The triangles method uses a 45-45-90. From the top angle drop a line down to the base leg. The left side is 5 and the other is x. The side in common is h, the maximum height. Since this is a 45-45-90, the 5+x side is equal to the h. There is enough variables equal to each other that the angle in the x-h triangle can be found to be 49 degrees.

However, change it to using the x=vt equation and things change. Since we are giving the projectile the extra x-velocity I wrote the velocity in the x-direction to be:

vx= vtruck+vcos(theta) v=the velocity of the projectile

x=(vtruck+vcos(theta)t

I want to do a derivative on theta and find the zero to get the max distance. So I need to get rid of t.

t is found using vf=vi+at. All of this in the y-direction

t=2vsin(theta)/g again v is projectile velocity

So after some substitutions, cleaning up, taking a derivative and getting a sin^2 and a cos^2, I found an equation with thetas hard to pull out.

I put the equation into excel and forced angles into the equation until my derivative equation hit zero, therefore, showing me the angle that creates the maximum distance.

This method gives 46.9 as theta.

I hope this clears up what I was asking.

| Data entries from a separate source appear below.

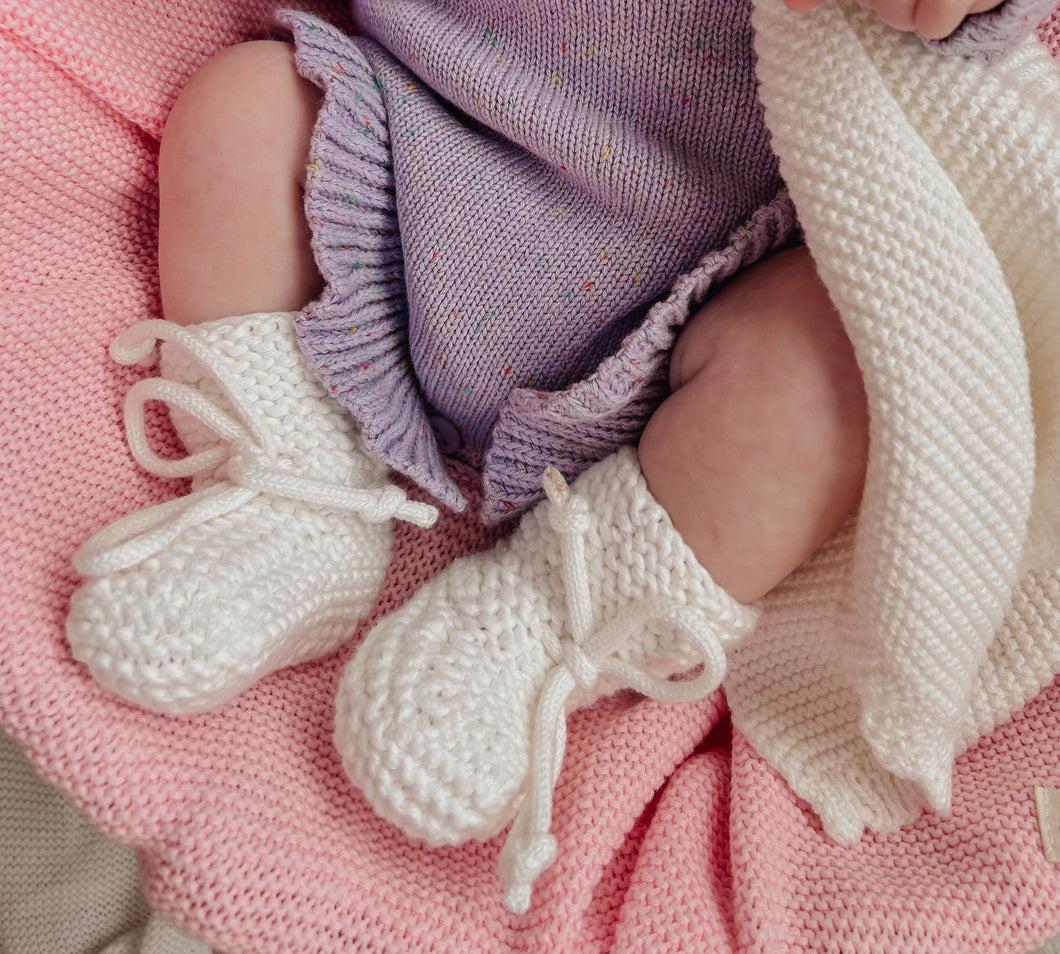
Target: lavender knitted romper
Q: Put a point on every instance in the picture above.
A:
(515, 209)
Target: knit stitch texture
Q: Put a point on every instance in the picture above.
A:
(675, 834)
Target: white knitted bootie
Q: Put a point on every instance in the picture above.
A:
(276, 554)
(452, 716)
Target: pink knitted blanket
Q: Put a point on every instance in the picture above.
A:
(674, 834)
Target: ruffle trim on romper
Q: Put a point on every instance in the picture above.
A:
(355, 335)
(572, 428)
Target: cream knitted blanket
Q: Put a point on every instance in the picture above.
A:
(929, 190)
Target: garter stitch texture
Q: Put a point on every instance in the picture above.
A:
(675, 835)
(275, 555)
(929, 190)
(508, 209)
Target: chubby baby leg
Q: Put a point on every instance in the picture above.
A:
(281, 547)
(760, 452)
(232, 234)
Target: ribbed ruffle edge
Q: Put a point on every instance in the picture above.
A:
(573, 428)
(355, 335)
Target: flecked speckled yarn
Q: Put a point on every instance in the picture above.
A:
(500, 202)
(673, 834)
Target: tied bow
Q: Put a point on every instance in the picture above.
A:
(580, 659)
(247, 457)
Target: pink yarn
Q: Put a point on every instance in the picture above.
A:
(674, 836)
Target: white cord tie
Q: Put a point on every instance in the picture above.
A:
(580, 659)
(247, 457)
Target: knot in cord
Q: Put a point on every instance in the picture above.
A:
(246, 456)
(580, 658)
(582, 669)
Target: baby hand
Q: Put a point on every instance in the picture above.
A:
(933, 19)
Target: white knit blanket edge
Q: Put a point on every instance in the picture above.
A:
(929, 191)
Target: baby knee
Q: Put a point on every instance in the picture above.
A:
(249, 95)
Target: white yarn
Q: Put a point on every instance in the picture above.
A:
(276, 554)
(928, 190)
(452, 716)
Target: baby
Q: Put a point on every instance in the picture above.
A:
(504, 221)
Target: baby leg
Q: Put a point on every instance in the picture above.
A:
(760, 452)
(282, 545)
(232, 234)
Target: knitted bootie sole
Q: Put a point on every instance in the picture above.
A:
(451, 717)
(276, 555)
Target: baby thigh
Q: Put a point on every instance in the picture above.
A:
(232, 233)
(759, 453)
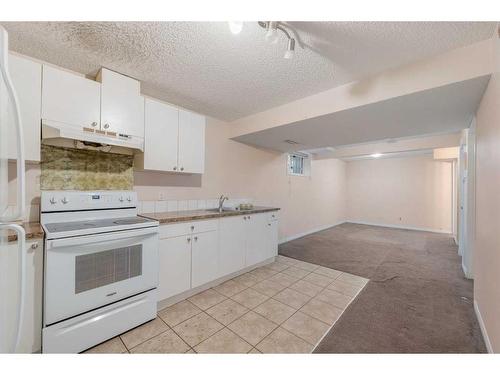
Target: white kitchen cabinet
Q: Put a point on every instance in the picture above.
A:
(191, 142)
(204, 258)
(257, 239)
(174, 266)
(122, 107)
(26, 77)
(232, 244)
(161, 136)
(70, 99)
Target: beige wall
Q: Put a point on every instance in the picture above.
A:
(410, 192)
(487, 239)
(240, 171)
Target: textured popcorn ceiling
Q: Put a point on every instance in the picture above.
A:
(203, 67)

Thank you for your time.

Stephen
 
esmikell said:
The triangles method uses a 45-45-90. From the top angle drop a line down to the base leg. The left side is 5 and the other is x. The side in common is h, the maximum height. Since this is a 45-45-90, the 5+x side is equal to the h. There is enough variables equal to each other that the angle in the x-h triangle can be found to be 49 degrees.
Since the trajectory of the cannonball is not a triangle, this method doesn't make any sense to me.

However, change it to using the x=vt equation and things change. Since we are giving the projectile the extra x-velocity I wrote the velocity in the x-direction to be:

vx= vtruck+vcos(theta) v=the velocity of the projectile

x=(vtruck+vcos(theta)t

I want to do a derivative on theta and find the zero to get the max distance. So I need to get rid of t.

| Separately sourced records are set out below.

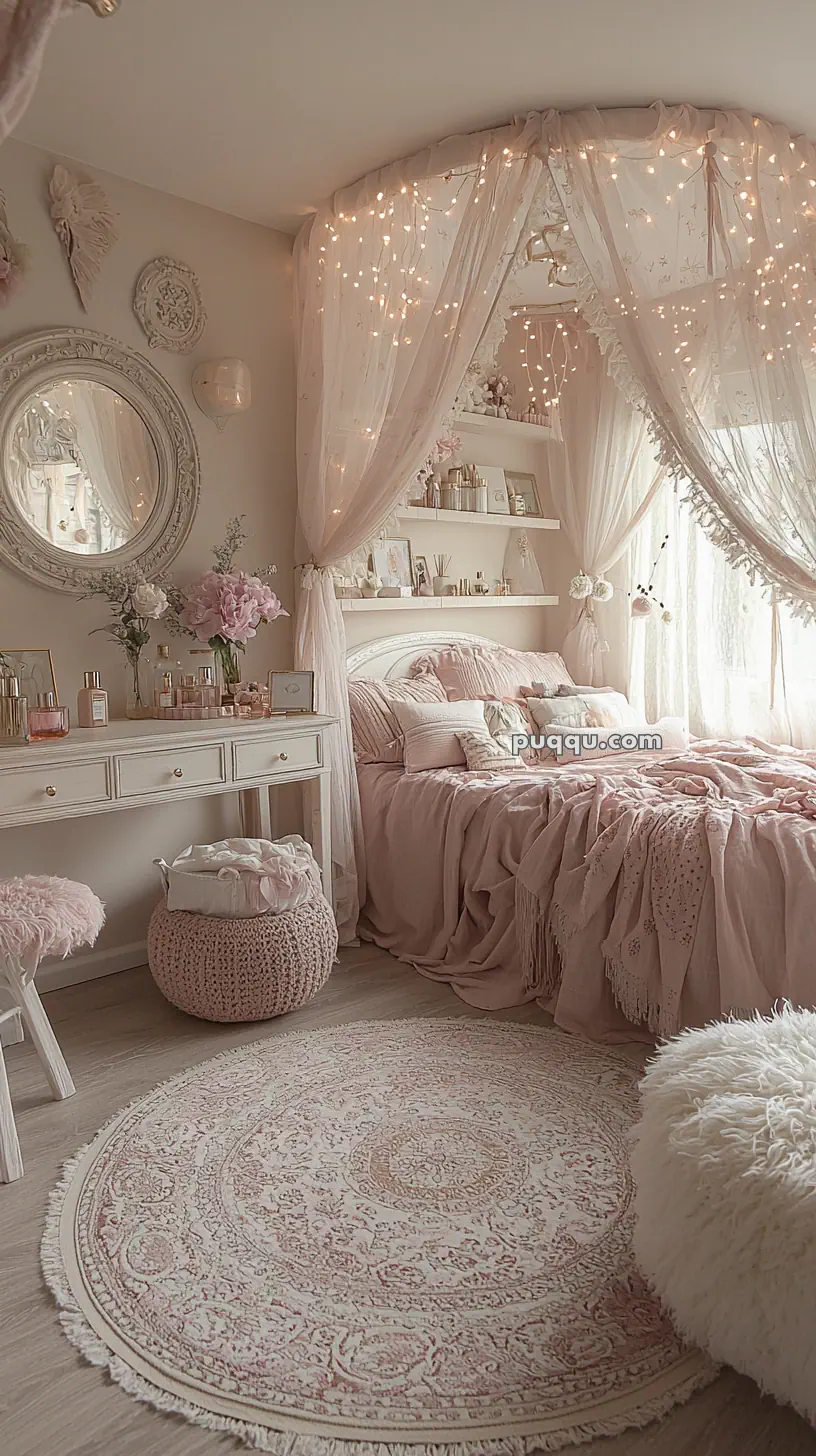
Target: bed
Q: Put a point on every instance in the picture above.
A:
(631, 896)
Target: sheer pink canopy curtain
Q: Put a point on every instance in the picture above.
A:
(394, 287)
(603, 476)
(694, 239)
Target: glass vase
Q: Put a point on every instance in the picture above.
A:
(229, 671)
(139, 687)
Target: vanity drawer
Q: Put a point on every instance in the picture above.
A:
(54, 786)
(279, 754)
(172, 768)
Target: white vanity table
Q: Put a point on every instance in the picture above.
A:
(130, 765)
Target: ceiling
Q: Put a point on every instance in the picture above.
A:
(263, 108)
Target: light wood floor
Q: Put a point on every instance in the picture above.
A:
(120, 1038)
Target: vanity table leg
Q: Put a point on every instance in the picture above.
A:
(41, 1034)
(255, 821)
(10, 1156)
(316, 821)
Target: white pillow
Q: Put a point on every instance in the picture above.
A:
(595, 708)
(485, 754)
(430, 733)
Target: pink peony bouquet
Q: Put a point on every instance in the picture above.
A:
(230, 606)
(225, 607)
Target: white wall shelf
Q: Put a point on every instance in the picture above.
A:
(496, 427)
(529, 523)
(439, 603)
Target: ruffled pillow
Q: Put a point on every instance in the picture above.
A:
(484, 753)
(469, 671)
(430, 731)
(375, 733)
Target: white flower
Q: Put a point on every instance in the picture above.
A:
(149, 600)
(580, 587)
(641, 607)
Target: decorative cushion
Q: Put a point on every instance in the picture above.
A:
(497, 671)
(503, 721)
(376, 734)
(242, 970)
(430, 733)
(590, 709)
(483, 752)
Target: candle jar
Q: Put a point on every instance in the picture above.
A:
(47, 719)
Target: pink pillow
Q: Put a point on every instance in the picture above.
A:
(488, 671)
(375, 731)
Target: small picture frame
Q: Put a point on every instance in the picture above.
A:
(494, 478)
(292, 692)
(392, 562)
(32, 667)
(525, 485)
(421, 572)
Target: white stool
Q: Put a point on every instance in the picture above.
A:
(40, 915)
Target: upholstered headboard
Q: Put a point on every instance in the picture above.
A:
(392, 657)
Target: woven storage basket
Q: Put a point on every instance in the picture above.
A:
(242, 970)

t is found using vf=vi+at. All of this in the y-direction

t=2vsin(theta)/g again v is projectile velocity

So after some substitutions, cleaning up, taking a derivative and getting a sin^2 and a cos^2, I found an equation with thetas hard to pull out.

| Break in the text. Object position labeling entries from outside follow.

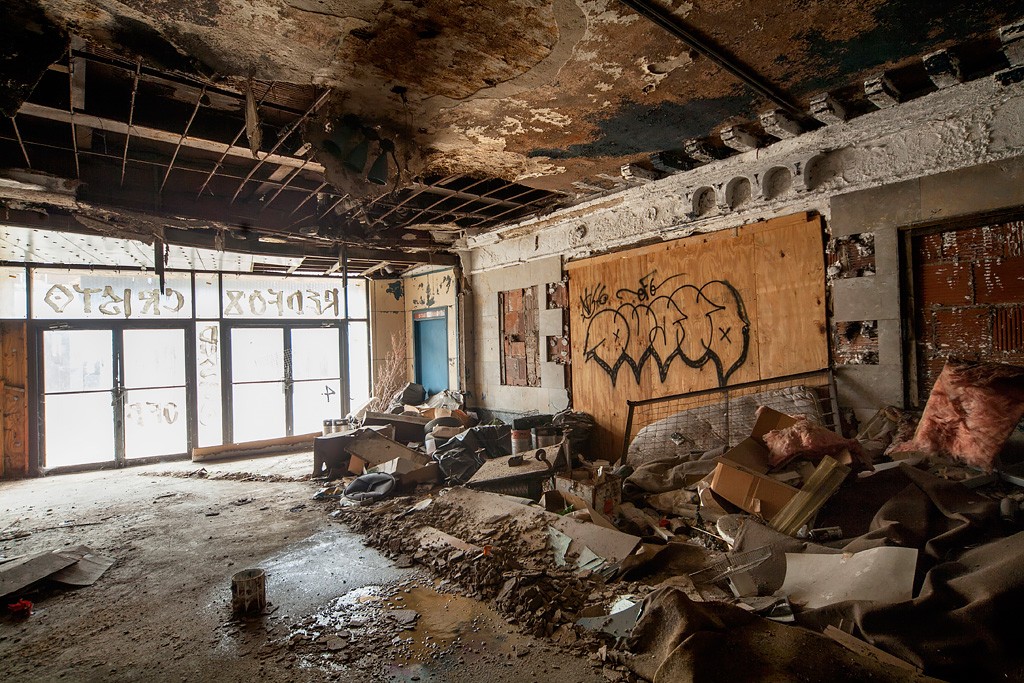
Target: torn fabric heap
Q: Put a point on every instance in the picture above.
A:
(681, 641)
(962, 625)
(971, 412)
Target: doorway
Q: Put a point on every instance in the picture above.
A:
(430, 341)
(112, 395)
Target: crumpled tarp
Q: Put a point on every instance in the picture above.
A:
(964, 625)
(461, 456)
(972, 410)
(680, 641)
(657, 476)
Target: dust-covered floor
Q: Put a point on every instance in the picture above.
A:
(339, 610)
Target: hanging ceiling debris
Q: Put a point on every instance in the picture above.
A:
(404, 125)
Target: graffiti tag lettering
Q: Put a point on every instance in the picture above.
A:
(660, 322)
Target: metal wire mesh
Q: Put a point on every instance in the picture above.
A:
(704, 421)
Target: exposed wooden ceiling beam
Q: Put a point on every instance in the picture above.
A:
(157, 135)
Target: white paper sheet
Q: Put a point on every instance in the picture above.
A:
(885, 574)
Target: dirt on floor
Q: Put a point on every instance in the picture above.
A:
(338, 609)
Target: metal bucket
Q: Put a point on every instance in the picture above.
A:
(548, 436)
(249, 592)
(522, 440)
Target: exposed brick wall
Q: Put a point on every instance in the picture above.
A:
(855, 342)
(851, 256)
(520, 347)
(969, 288)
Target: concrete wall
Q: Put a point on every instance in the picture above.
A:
(883, 211)
(953, 153)
(483, 342)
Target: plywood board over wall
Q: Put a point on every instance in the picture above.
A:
(695, 313)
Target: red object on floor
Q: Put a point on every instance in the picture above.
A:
(20, 608)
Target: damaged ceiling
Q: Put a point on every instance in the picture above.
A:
(302, 125)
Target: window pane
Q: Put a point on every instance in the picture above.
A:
(259, 411)
(315, 353)
(79, 428)
(12, 289)
(356, 298)
(257, 354)
(156, 423)
(208, 383)
(312, 402)
(155, 358)
(207, 295)
(77, 360)
(358, 364)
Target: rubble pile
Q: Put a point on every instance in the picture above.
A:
(504, 562)
(877, 553)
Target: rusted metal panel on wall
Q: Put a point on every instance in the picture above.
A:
(969, 286)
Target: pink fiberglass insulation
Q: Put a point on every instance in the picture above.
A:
(971, 412)
(807, 440)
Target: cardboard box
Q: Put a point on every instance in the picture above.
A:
(602, 492)
(740, 475)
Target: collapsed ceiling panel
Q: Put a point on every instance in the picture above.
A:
(384, 123)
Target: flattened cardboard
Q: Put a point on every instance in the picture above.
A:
(356, 465)
(376, 450)
(408, 472)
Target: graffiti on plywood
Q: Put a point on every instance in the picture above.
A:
(662, 321)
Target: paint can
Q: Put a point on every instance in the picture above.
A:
(547, 436)
(249, 592)
(522, 439)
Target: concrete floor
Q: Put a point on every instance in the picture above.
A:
(163, 610)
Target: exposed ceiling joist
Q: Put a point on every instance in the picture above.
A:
(144, 132)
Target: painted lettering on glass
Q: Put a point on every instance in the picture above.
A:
(269, 302)
(109, 302)
(664, 321)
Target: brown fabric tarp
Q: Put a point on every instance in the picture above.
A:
(964, 625)
(681, 641)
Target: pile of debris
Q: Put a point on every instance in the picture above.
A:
(886, 556)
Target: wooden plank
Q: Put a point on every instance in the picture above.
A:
(20, 573)
(694, 314)
(15, 431)
(706, 238)
(13, 401)
(253, 449)
(87, 568)
(793, 334)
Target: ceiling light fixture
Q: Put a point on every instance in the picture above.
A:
(380, 171)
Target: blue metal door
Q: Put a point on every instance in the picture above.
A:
(430, 340)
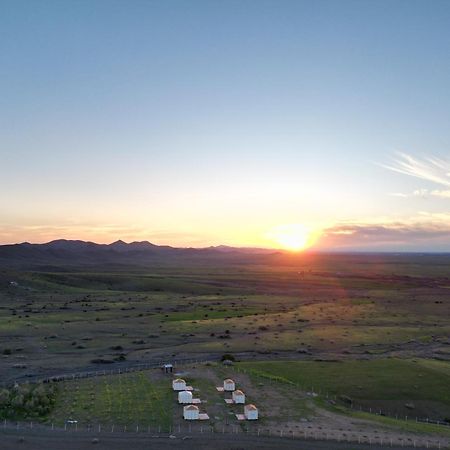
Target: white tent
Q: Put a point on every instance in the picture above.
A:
(184, 397)
(179, 385)
(191, 412)
(238, 397)
(228, 385)
(251, 412)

I put the equation into excel and forced angles into the equation until my derivative equation hit zero, therefore, showing me the angle that creates the maximum distance.

This method gives 46.9 as theta.
Looks good to me. Just for the challenge of it, try to solve for theta analytically. (Express that last equation completely in terms of cosines. You'll get a quadratic that you should be able to solve easily. You'll get the same answer of course.)
 
Good morning,

Thanks for looking into it. I will see what I can do with the cos's.

Stephen
 
First of all, maximum horizontal projectile range is always 45 degrees.

Second, the horizontal range is given by (v^2/g) Sin 2(theta)...


these can be derived from x (range) =vt cos(theta)

and y (vertical) = vtsin(theta) - 1/2 gt^2

and of course "t" time of flight is the same for both x and y...
 
Max range is always at 45 when you projectile is launched from an object that is not moving in the x-direction.

If you fire a cannon that is on a railcar moving with a velocity, a 45 degree cannon will not give a max range. Since there is already a x-velocity you can then steal some x-velocity from the cannon and give it to the y-velocity; therefore, giving it more time in air; therefore, more time to run in the x-direction.
 
Naty1 said:
First of all, maximum horizontal projectile range is always 45 degrees.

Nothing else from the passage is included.